In a letter filed just before Thanksgiving, Apple attorneys cite a recent ruling in an appeal case before the Sixth Circuit, Hyland v. HomeServices of America. In finding against collusion in the Hyland case, Apple notes, the court held that the evidence was not “direct, unambiguous evidence of a conspiracy,” because evidence in such antitrust cases must be "explicit" and "require no inferences to establish the proposition or conclusion being asserted." Apple attorneys argue that ruling “directly supports Apple’s arguments for reversal,” because, "all of the evidence supposedly supporting a conspiracy involving Apple is circumstantial and ambiguous.”
In a brief reply, however, attorneys for the DoJ quickly shot down Apple’s argument. The Hyland case simply applied "a standard principle," DoJ attorneys write, but "Apple does not explain how a conclusion about the Hyland evidence sheds light on what inferences are proper from the evidence in [its] case, in which the district court found compelling direct and circumstantial evidence of Apple’s participation in the alleged conspiracy.”
A central argument in its appeal filing, Apple attorneys claim that Judge Denise Cote relied on too many inferences from too much circumstantial evidence, and improperly inferred a conspiracy from evidence that was all, at best, "highly ambiguous." But in her decision, Cote held that the evidence provided “every necessary component” of a conspiracy, finding that “with Apple’s active encouragement and assistance, the Publisher Defendants agreed to work together to eliminate retail price competition and raise e-book prices, and again with Apple’s knowing and active participation, brought their scheme to fruition.”

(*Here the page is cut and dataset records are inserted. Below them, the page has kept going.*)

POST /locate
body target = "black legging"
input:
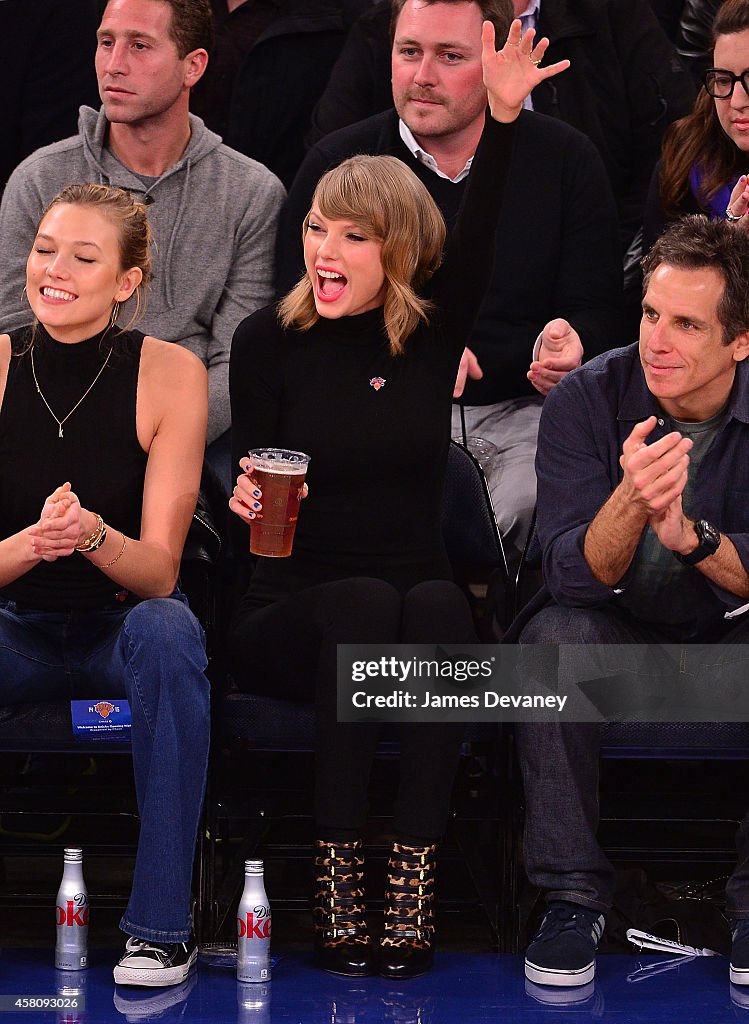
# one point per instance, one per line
(281, 648)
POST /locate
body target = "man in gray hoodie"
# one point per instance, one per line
(212, 210)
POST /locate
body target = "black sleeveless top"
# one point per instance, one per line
(98, 453)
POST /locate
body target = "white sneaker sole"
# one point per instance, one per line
(562, 979)
(154, 977)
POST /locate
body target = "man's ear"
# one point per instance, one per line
(195, 65)
(741, 346)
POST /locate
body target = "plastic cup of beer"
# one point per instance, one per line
(280, 474)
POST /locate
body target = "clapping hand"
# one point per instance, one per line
(739, 203)
(512, 73)
(58, 529)
(560, 350)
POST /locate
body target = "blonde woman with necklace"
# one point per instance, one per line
(101, 439)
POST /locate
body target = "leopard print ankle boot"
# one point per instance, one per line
(407, 948)
(341, 940)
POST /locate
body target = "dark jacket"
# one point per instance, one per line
(585, 421)
(47, 72)
(556, 250)
(694, 39)
(282, 78)
(625, 85)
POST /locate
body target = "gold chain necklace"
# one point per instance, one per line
(84, 395)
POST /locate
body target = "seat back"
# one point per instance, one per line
(468, 523)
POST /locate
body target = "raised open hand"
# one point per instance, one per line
(512, 73)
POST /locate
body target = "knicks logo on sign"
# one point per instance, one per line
(105, 709)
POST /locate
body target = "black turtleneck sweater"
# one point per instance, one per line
(98, 453)
(377, 453)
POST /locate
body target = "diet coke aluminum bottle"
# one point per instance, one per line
(253, 928)
(71, 951)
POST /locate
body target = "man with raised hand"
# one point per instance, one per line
(556, 269)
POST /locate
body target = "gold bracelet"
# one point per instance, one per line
(106, 565)
(95, 539)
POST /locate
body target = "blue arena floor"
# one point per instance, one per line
(463, 987)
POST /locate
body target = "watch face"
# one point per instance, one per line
(707, 534)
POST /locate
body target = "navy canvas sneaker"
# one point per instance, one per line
(156, 964)
(740, 951)
(563, 951)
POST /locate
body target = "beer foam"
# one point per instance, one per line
(278, 467)
(280, 461)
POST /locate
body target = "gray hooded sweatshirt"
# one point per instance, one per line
(213, 215)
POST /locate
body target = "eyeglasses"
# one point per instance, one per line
(719, 83)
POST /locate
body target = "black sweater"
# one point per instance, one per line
(377, 455)
(556, 247)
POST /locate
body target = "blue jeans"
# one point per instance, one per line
(154, 654)
(559, 762)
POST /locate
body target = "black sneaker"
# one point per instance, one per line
(156, 964)
(740, 951)
(563, 951)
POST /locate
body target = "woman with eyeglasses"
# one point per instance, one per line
(705, 157)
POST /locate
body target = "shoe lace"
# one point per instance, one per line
(340, 906)
(567, 919)
(136, 945)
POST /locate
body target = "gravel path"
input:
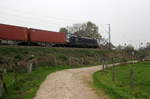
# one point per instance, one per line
(70, 84)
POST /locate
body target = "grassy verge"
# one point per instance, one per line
(27, 84)
(120, 88)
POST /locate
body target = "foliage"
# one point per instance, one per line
(88, 29)
(119, 89)
(63, 30)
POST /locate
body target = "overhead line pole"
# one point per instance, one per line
(109, 37)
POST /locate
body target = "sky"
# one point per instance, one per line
(129, 19)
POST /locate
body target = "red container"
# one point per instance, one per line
(37, 35)
(10, 32)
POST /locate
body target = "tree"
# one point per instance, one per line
(88, 29)
(63, 30)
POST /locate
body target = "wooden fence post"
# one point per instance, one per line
(113, 73)
(29, 67)
(132, 78)
(70, 60)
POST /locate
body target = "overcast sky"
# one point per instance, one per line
(129, 19)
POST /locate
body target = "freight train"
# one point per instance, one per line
(10, 34)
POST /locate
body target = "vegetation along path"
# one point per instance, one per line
(70, 84)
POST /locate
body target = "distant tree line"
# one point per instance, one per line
(88, 29)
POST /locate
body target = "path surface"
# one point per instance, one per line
(70, 84)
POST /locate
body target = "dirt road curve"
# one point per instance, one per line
(70, 84)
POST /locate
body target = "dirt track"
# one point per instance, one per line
(70, 84)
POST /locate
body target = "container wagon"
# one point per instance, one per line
(47, 38)
(11, 34)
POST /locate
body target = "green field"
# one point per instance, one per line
(121, 87)
(27, 84)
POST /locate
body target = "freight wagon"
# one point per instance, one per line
(22, 35)
(47, 38)
(13, 34)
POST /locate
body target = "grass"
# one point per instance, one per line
(120, 88)
(27, 84)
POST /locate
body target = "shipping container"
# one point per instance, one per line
(37, 35)
(10, 32)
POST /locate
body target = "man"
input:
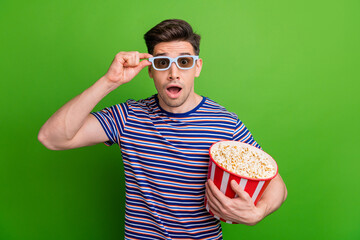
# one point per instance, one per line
(164, 141)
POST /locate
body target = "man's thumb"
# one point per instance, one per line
(239, 191)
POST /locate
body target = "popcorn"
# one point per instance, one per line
(243, 160)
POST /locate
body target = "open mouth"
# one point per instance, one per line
(173, 91)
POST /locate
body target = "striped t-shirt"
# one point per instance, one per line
(166, 158)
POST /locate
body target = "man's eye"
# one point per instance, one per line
(184, 61)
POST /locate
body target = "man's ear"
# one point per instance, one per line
(198, 67)
(149, 71)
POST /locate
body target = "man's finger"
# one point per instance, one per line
(239, 191)
(145, 55)
(211, 199)
(216, 192)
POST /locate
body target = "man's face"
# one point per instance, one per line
(175, 86)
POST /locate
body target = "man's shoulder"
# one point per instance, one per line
(214, 107)
(142, 104)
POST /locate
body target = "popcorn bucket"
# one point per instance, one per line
(222, 178)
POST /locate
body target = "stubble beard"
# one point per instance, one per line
(176, 102)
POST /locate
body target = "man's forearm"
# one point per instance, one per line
(274, 195)
(66, 122)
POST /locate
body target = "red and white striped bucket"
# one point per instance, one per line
(222, 178)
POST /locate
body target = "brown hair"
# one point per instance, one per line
(172, 30)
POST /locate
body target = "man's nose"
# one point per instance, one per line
(173, 72)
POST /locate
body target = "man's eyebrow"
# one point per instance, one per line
(160, 54)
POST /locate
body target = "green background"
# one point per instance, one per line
(289, 69)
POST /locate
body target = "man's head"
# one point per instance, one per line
(174, 38)
(172, 30)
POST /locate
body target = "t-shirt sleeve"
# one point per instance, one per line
(242, 134)
(113, 120)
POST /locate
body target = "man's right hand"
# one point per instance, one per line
(125, 66)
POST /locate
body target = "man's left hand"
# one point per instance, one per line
(238, 210)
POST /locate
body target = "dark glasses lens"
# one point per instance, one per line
(185, 62)
(161, 63)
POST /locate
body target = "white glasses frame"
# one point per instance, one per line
(173, 60)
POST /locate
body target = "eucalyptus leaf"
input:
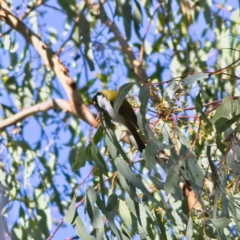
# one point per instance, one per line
(193, 78)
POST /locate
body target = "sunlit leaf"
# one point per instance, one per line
(193, 78)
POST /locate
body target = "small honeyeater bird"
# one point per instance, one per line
(104, 100)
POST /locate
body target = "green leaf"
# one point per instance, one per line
(112, 139)
(81, 231)
(123, 91)
(71, 212)
(126, 172)
(198, 103)
(97, 158)
(172, 182)
(137, 13)
(142, 226)
(127, 17)
(161, 226)
(224, 110)
(93, 211)
(220, 222)
(189, 232)
(232, 163)
(80, 159)
(235, 16)
(125, 213)
(193, 78)
(69, 6)
(152, 148)
(112, 207)
(194, 174)
(222, 124)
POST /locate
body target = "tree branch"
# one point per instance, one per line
(40, 107)
(76, 105)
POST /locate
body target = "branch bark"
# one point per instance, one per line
(76, 105)
(40, 107)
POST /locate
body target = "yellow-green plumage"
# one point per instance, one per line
(126, 115)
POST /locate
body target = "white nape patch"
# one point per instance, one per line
(105, 104)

Apple’s appeal is set for December 15—and there is as much as $400 million in consumer refunds riding on the outcome. Under a settlement agreement approved by Judge Cote last month, Apple will pay $400 million to consumers if her liability finding survives the appeal process; it will pay $50 million if the liability question is vacated or remanded for further proceedings. If the liability finding is reversed on appeal, Apple will pay nothing.